A Song for solo voice (low) with piano accompaniment
Poetry by Clarke Fraser
Music by Alan Fraser

Download the Sheet Music in PDF:

I Saw Two Larvae Spin, Op. 5 (Low)

I Saw Two Larvae Spin Op. 5 (High)

My father is a medical geneticist by profession, an artist by nature. His love of music, his sensitive photography and occasional forays into poetry all left their mark on me, and it gave me special pleasure to set these words:

I saw two larvae spin, through sun splashed hours
Their living threads, one golden and one red.
Each wandered independent through the flowers
And chose to go wherever fancy led.
Then, quite by chance fate crossed their paths, and they
Their threads entwined in multicoloured skein
No longer took at random each their way
But wove a fabric neither could attain
Alone: each the other gave of strength and joy.
And so the crimson cocoon that they wove
Did golden joy and scarlet love alloy
Until, unique creation two in one
A glowing butterfly ascended towards the sun.

(“and this from a geneticist!” my father comments.)

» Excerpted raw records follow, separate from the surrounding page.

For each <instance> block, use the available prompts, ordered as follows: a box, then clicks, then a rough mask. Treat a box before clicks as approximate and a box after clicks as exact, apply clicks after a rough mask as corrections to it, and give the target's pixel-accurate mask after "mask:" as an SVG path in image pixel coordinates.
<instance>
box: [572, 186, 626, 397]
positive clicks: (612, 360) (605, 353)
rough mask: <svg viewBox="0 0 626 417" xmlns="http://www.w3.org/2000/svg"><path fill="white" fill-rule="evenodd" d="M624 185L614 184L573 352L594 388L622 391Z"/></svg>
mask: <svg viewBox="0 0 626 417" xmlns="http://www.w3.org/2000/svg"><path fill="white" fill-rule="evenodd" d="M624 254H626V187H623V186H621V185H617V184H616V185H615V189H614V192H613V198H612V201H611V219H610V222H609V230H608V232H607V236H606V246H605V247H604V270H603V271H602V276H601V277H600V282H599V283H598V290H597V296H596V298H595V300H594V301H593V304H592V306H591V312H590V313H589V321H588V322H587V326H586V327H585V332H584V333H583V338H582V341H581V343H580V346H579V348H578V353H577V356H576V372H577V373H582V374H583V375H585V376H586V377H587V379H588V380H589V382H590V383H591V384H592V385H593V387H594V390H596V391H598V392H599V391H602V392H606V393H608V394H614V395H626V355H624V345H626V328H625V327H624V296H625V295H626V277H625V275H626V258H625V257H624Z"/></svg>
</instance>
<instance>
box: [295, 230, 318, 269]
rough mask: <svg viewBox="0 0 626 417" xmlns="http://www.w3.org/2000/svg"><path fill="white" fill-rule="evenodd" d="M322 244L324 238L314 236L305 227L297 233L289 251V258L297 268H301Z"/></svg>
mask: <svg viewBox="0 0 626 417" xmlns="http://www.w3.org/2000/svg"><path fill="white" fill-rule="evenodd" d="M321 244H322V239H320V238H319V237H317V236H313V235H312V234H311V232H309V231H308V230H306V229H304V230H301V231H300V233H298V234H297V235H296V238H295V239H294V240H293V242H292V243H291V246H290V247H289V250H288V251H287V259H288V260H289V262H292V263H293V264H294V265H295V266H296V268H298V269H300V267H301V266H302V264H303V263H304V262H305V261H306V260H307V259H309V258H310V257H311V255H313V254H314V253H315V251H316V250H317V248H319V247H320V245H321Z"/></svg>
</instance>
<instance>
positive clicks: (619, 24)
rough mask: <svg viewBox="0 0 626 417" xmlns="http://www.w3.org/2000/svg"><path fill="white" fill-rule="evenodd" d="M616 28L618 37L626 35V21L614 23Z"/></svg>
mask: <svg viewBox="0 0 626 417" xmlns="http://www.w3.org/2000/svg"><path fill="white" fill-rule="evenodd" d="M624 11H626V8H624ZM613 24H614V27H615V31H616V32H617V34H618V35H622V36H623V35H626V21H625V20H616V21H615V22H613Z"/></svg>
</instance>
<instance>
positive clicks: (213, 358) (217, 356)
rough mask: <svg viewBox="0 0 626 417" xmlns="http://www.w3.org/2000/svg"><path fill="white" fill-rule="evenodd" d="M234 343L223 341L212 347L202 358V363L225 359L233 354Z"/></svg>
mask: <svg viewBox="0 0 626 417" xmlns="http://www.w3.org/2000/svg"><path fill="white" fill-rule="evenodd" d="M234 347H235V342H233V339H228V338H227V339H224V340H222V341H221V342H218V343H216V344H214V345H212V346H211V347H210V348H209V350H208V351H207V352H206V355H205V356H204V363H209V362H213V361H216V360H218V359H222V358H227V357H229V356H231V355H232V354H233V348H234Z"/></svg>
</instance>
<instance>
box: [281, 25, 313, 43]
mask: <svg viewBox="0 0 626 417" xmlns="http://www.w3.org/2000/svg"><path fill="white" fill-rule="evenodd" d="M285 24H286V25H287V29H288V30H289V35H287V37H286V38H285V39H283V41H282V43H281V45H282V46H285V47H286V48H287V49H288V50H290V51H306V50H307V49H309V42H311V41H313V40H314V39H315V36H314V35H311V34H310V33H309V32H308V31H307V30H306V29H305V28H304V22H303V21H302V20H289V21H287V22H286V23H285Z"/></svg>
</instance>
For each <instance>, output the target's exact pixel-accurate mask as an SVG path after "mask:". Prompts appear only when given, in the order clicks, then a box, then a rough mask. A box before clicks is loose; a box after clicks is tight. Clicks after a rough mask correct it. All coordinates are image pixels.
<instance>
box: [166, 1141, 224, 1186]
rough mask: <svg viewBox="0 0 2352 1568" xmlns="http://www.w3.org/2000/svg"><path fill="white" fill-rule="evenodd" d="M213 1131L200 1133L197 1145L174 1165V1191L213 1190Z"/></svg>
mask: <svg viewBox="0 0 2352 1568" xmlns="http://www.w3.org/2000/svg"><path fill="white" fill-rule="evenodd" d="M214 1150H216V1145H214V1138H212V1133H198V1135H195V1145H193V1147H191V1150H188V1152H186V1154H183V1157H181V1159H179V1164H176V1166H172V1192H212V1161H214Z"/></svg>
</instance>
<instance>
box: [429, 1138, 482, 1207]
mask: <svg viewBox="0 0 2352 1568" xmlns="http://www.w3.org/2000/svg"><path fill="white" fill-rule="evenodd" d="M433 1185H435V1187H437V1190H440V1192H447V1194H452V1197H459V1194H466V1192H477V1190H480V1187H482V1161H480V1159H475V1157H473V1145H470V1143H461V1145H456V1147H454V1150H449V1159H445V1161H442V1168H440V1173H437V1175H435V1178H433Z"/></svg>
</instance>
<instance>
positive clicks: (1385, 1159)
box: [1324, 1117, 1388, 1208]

Not all dynamics have been indicated: the piano part and melodic line should ebb and flow dynamically as feels natural. Even when pianissimo the harmonic underpinnings should have a rich glow and not suffer from lack of colour; the moving parts like gossamer threads amongst the chordal flowers. Special care should be taken with the repeated stressed, staccatoed, phrased quarter note figure. The second note of the group should barely sound, like the echo of a bell; otherwise it risks sounding banal or trite. Pianists please take special care to voice extremely: long notes drawn out, dehors, while the moving 16ths whisper far underneath in dynamic – they are merely suggested.

The song evolved from an initial idea to portray the spinning of thread with two contrapuntal strands, the melodic line reminiscent of Mahler’s Blicke mir… With my penchant for modulation, the voice’s entrance, the wonder of seeing, had to be in a totally new harmonic realm. I indulged in some alliterative play at ‘sun-splashed’, then let the texture fall into seeming aleatory at ‘wandered’. When fate crossed their paths I created quasi-canonic strands between the voice and piano, and at ‘no longer took’ I managed to include a reference to my father’s initials (F.C.F.), at least in the version for low voice! When I got to ‘wove’ it seemed about time to recapitulate some material, and then there  was a natural growth to the ecstatic ‘joy’. Joy falls to stasis, a moment of contemplation and wonder at that miraculous transformation. As the butterfly ascends I wanted it to ascend through a series of cosmos’ as well, thus by the time we reach the penultimate chord which serves as dominant (and actually stands on the dominant no less!), it is difficult to predict in advance to what tonic we’ll resolve.